Organic palm oil? Organic soya?
January 18, 2013 2:59 AM Subscribe
What does it mean for palm oil and soya to be 'organically farmed'? Is it ethical to buy products with organic palm oil in? (I know that in general palm oil is
bad news and I try to avoid it.)
This question was inspired by the ten minutes I recently spent deliberating over two brands of vegan margarine, trying to decide which one was least awful or if both were fine. I eventually bought the tub that cost one Swiss franc less.
I want to get better at avoiding rainforest soya and palm oil in general, but I just don't understand what difference their being 'organic' makes or how to decide on a least-bad option. Choosing more ethical products is my first priority and health is a second priority; I'm (mostly) vegan so I'm not concerned, here, with rainforest soya used as animal feed. Links to longer-form guides or articles would be great. Thanks!

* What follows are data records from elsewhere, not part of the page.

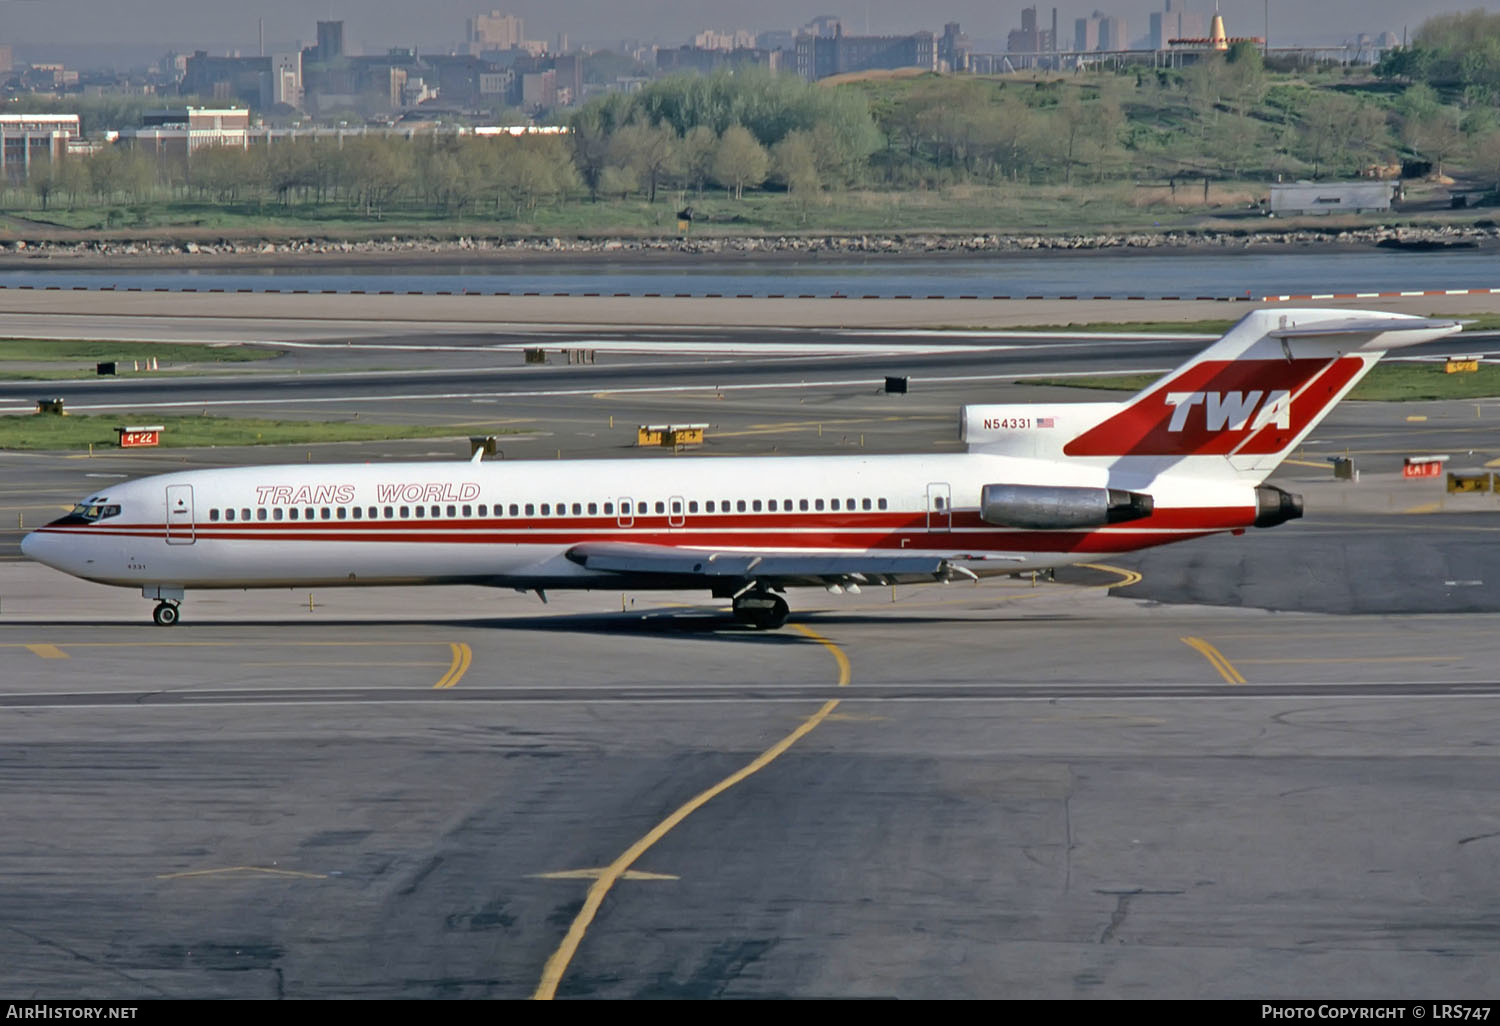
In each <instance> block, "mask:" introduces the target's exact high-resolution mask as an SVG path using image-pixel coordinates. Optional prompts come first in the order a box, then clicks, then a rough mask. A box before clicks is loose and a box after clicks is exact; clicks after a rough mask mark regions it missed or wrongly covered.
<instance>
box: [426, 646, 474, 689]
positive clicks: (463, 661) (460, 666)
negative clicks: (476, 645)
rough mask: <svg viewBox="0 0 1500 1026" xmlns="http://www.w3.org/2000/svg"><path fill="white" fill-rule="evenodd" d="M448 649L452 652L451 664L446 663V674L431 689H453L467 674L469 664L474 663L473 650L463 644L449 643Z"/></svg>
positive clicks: (468, 666) (473, 650)
mask: <svg viewBox="0 0 1500 1026" xmlns="http://www.w3.org/2000/svg"><path fill="white" fill-rule="evenodd" d="M449 648H450V649H453V661H452V663H449V672H447V673H444V675H443V676H441V678H440V679H438V682H437V684H434V685H432V687H435V688H438V687H444V688H446V687H453V685H455V684H458V682H459V679H462V676H463V675H465V673H468V667H469V663H472V661H474V649H472V648H469V646H468V645H465V643H463V642H450V643H449Z"/></svg>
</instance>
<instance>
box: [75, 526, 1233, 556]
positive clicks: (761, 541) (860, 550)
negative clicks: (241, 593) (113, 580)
mask: <svg viewBox="0 0 1500 1026" xmlns="http://www.w3.org/2000/svg"><path fill="white" fill-rule="evenodd" d="M1226 529H1230V528H1211V526H1200V528H1197V529H1182V531H1130V529H1122V528H1106V529H1097V531H1092V532H1068V531H1016V532H1010V531H993V532H989V534H978V532H947V531H935V532H926V531H910V532H906V534H904V537H906V538H907V540H909V544H907V546H906V547H901V546H900V538H895V537H886V538H883V540H880V541H877V543H873V544H871V538H862V537H856V538H847V537H840V535H828V537H816V535H793V537H792V538H786V540H778V538H777V537H775V535H757V537H754V538H753V540H750V541H748V543H747V541H744V540H726V538H720V537H708V538H694V537H693V535H687V537H684V535H681V534H648V535H642V537H633V538H630V540H634V541H639V543H642V544H657V546H661V547H688V549H699V550H711V549H741V550H750V552H747V553H753V552H756V550H762V552H787V553H798V552H801V553H805V555H861V553H870V555H901V553H913V552H929V550H933V549H939V550H948V552H954V550H959V552H974V553H987V552H1131V550H1136V549H1145V547H1151V546H1157V544H1166V543H1169V541H1184V540H1188V538H1196V537H1203V535H1209V534H1217V532H1220V531H1226ZM99 534H115V532H99ZM129 537H141V535H129ZM183 540H186V534H184V535H183ZM621 540H622V538H621V537H619V535H610V537H592V535H588V534H586V532H574V534H571V535H564V537H537V535H535V534H519V535H504V534H496V535H487V534H468V535H459V534H446V535H444V534H440V535H425V537H411V535H404V534H392V535H365V537H342V538H341V537H332V538H330V537H327V535H308V537H276V535H269V534H242V535H229V537H220V535H207V534H204V532H201V531H199V532H198V534H196V538H195V541H279V543H288V541H351V543H365V544H484V546H495V544H550V546H559V547H561V546H571V544H582V543H586V541H621Z"/></svg>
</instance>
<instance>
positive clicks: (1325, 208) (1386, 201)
mask: <svg viewBox="0 0 1500 1026" xmlns="http://www.w3.org/2000/svg"><path fill="white" fill-rule="evenodd" d="M1398 187H1400V183H1397V181H1379V180H1377V181H1289V183H1286V184H1274V186H1271V214H1272V216H1274V217H1275V216H1281V217H1286V216H1292V214H1322V213H1364V211H1367V210H1391V202H1392V201H1394V199H1395V195H1397V189H1398Z"/></svg>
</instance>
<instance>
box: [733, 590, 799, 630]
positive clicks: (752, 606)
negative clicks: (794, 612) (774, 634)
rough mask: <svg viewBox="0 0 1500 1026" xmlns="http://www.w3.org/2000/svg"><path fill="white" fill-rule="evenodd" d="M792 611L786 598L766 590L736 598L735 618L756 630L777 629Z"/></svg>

posted by daisyk to science & nature (8 answers total) 1 user marked this as a favorite
There is nothing to stop someone clear-cutting acres of virgin forest, planting oil palm with de facto slave labour, diverting an upstream river for an irrigation source, eutrophying a downstream lake with huge overapplications of simple fertilisers, and then putting a happy monkey on the packaging and applying for organic certification.
In short, the only way you can tell what processes are proscribed in the production of your organic item is to consult the policies of whichever body has certified it as organic, and then hope that inspection is effective and that no one in a third country has bribed their way into the supply chain.
If you really want to avoid being complicit in oil palm rainforest destruction, don't buy products with palm oil in.